The Tax Extenders bill made permanent the ability for older taxpayers to contribute up to $100,000 of their IRA holdings directly to a charity. For many older farmers, this option can save them income taxes. There are several situations where this may help a farmer. We will review three of the options to see how much money it might save a typical farm couple.
Example #1: Ted and June Jones are each age 72. They receive $100,000 of cash rent for their farmland. Ted was also required to take a minimum distribution (RMD) of $12,000 in 2015. They do not itemize their deductions even though they give about $12,000 to their local church each year. Their current total income taxes for 2015 (they live in Iowa) is about $20,900. If they, instead contributed $12,000 from their IRA directly to the church, this reduces their overall tax liability to $16,800 or savings of $4,100 or a 20% reduction in tax.

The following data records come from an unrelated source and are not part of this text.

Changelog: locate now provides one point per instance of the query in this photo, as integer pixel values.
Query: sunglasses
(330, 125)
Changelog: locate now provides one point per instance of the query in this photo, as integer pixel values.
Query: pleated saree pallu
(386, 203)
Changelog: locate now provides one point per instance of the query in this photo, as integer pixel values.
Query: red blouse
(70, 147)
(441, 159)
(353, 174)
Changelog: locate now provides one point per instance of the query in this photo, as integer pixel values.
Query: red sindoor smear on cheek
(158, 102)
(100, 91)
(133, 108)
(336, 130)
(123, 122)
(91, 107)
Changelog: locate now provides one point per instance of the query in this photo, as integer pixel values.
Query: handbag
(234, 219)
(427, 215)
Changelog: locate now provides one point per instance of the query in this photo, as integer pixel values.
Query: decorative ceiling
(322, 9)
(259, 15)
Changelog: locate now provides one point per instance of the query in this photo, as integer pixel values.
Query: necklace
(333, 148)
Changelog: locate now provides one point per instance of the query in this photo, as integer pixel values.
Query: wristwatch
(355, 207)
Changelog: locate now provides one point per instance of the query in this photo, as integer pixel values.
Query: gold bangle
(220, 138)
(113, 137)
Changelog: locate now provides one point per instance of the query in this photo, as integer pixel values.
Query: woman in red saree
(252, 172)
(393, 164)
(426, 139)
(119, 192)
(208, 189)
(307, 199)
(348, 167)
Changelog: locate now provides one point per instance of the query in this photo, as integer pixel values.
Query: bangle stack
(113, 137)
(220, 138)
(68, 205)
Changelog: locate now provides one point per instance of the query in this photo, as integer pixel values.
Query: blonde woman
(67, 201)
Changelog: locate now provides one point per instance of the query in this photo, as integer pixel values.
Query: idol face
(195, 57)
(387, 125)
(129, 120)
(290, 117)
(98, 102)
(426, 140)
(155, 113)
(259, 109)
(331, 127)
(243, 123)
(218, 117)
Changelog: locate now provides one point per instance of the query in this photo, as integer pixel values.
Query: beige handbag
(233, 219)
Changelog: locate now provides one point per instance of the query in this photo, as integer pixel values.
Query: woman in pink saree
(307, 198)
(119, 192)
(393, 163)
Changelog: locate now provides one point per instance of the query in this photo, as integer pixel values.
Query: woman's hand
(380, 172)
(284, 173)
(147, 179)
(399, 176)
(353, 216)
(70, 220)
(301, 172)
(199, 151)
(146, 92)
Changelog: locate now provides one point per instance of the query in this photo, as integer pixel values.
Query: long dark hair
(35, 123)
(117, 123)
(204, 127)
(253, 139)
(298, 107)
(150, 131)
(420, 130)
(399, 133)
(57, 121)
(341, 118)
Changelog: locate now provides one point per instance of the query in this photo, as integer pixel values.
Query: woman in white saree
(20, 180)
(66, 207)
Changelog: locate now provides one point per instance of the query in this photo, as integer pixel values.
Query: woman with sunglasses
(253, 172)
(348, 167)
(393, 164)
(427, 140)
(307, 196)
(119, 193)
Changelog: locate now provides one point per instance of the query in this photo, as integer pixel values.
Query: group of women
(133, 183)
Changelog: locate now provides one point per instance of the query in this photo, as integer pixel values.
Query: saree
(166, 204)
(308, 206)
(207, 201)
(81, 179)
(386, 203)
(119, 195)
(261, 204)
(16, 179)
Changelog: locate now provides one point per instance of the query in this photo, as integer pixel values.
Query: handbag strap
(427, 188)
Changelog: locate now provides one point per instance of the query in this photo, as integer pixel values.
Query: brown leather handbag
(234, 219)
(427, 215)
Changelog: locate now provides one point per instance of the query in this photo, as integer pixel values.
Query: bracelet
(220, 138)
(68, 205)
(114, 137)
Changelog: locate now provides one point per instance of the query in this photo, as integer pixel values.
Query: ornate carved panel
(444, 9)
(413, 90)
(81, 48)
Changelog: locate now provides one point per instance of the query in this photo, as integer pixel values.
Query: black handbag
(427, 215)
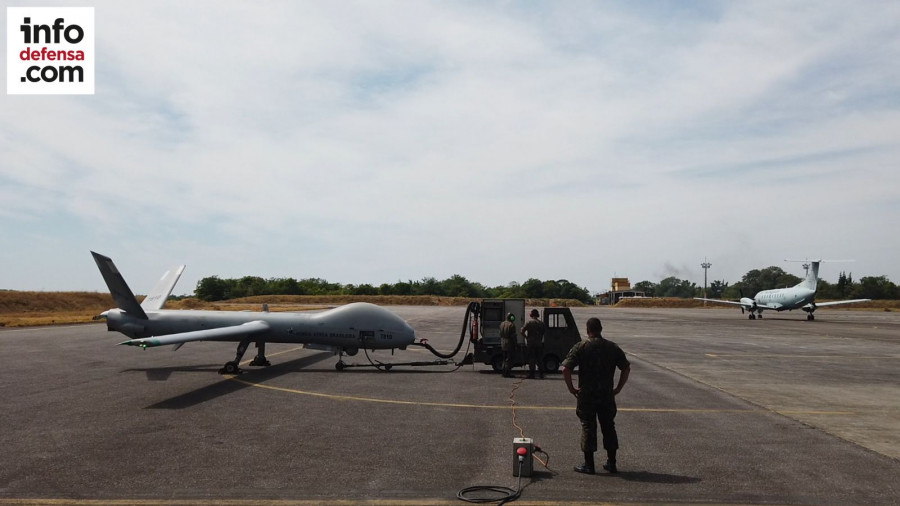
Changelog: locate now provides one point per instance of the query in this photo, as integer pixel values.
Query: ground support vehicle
(561, 333)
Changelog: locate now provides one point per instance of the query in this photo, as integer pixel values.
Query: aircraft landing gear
(233, 366)
(260, 359)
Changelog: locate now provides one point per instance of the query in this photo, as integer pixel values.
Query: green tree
(212, 289)
(875, 287)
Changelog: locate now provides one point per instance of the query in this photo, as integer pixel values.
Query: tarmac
(718, 409)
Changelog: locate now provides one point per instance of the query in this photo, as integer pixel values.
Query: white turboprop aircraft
(801, 296)
(345, 329)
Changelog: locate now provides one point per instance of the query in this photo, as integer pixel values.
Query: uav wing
(222, 333)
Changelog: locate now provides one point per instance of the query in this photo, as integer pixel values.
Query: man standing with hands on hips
(597, 360)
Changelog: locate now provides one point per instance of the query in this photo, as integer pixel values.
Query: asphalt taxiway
(718, 409)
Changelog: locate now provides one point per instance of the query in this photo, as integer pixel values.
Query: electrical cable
(473, 307)
(506, 494)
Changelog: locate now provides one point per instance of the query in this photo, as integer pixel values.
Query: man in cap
(597, 360)
(508, 343)
(533, 330)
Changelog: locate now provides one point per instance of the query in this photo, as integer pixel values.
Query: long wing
(720, 301)
(839, 302)
(243, 330)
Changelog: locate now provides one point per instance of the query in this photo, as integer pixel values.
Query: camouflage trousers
(533, 355)
(592, 411)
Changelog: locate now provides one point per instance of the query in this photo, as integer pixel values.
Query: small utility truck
(561, 333)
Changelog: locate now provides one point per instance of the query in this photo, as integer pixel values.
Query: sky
(377, 142)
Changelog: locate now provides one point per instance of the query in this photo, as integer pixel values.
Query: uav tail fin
(156, 299)
(118, 288)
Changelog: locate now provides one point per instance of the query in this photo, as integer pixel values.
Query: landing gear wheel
(230, 368)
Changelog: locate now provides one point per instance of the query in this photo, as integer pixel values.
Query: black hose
(473, 307)
(505, 494)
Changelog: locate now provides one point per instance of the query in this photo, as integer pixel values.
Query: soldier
(597, 360)
(508, 343)
(533, 330)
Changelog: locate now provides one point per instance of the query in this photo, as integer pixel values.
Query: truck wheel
(551, 363)
(497, 363)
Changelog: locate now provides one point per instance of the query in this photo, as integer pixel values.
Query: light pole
(706, 265)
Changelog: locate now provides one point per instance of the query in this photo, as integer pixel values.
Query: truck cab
(561, 333)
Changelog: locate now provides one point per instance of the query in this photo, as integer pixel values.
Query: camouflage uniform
(597, 360)
(507, 344)
(533, 330)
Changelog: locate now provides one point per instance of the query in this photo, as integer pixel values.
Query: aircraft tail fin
(118, 288)
(156, 299)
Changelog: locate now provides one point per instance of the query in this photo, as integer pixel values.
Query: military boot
(588, 466)
(610, 465)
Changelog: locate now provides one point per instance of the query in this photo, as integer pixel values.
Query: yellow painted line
(785, 355)
(263, 502)
(355, 398)
(228, 502)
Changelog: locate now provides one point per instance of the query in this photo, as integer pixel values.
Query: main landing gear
(258, 361)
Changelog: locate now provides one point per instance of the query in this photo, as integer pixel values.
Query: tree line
(868, 287)
(214, 288)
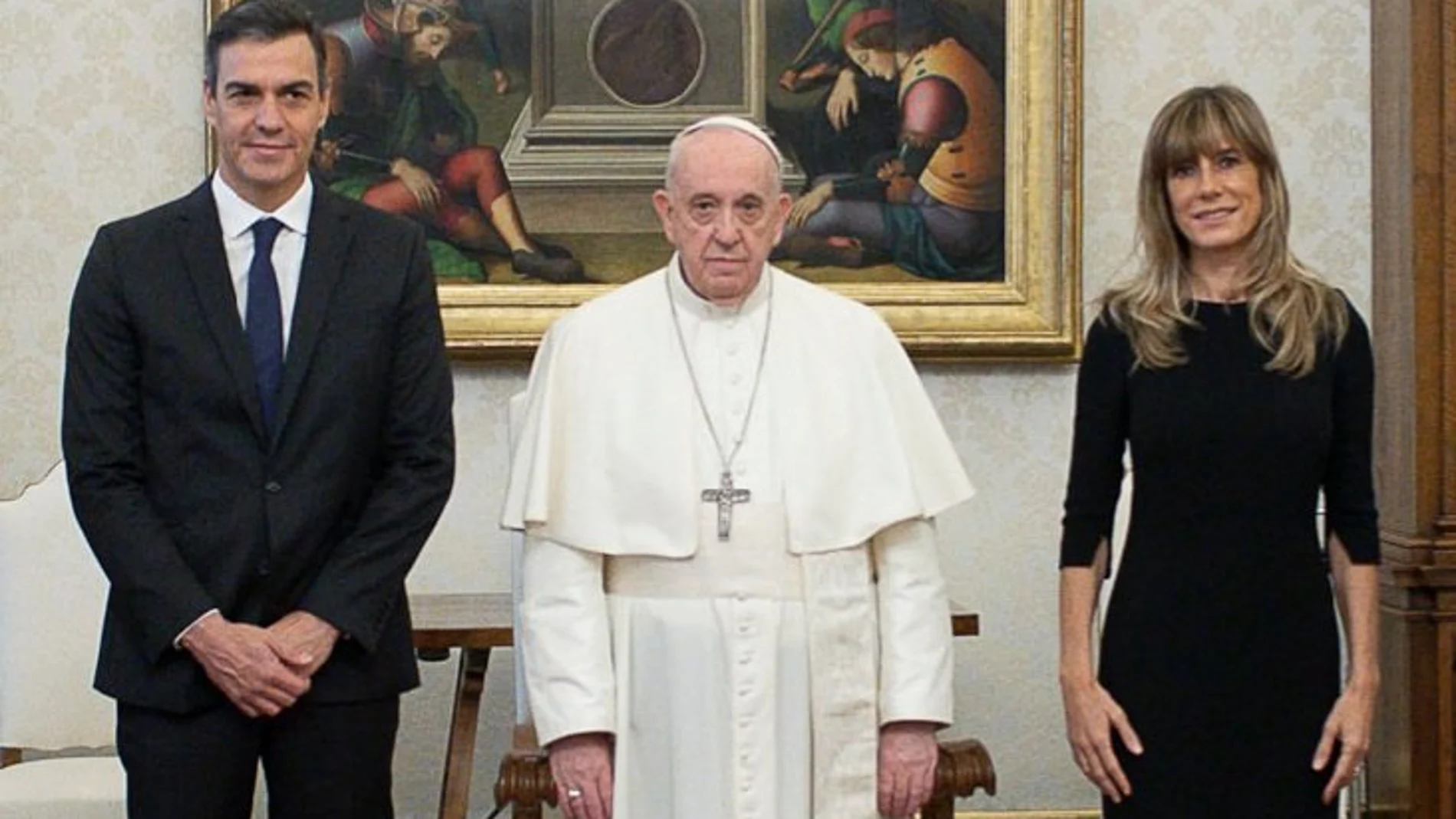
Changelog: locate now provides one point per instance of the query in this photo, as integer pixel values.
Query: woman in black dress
(1241, 385)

Example #2: Ted and June Jones only receive $30,000 from cash rent, but also receive about $25,000 of social security benefits. The total tax on all of their income is about $4,200 including the $12,000 RMD. If they contribute the IRA directly to their church, their tax liability drops to $1,200 or a savings of about $3,000 or a 71% reduction in tax.
Example #3: Ted and June Jones receive $250,000 of cash rent income during 2015. With the $12,000 RMD, they are required to pay about $75,500 of federal and Iowa income tax. By contributing the IRA directly to the church, their income tax liability drops to $70,200 or a reduction of $5,300 including eliminating the net investment income tax of about $500.
As you can see, even if you are in the lowest income tax bracket (example #2) or a high income tax bracket, in many situations, the ability to contribute your IRA directly to a charity can save you income taxes. This option is available for those taxpayers age 70 1/2 or over and the maximum amount that you can contribute using this method is $100,000.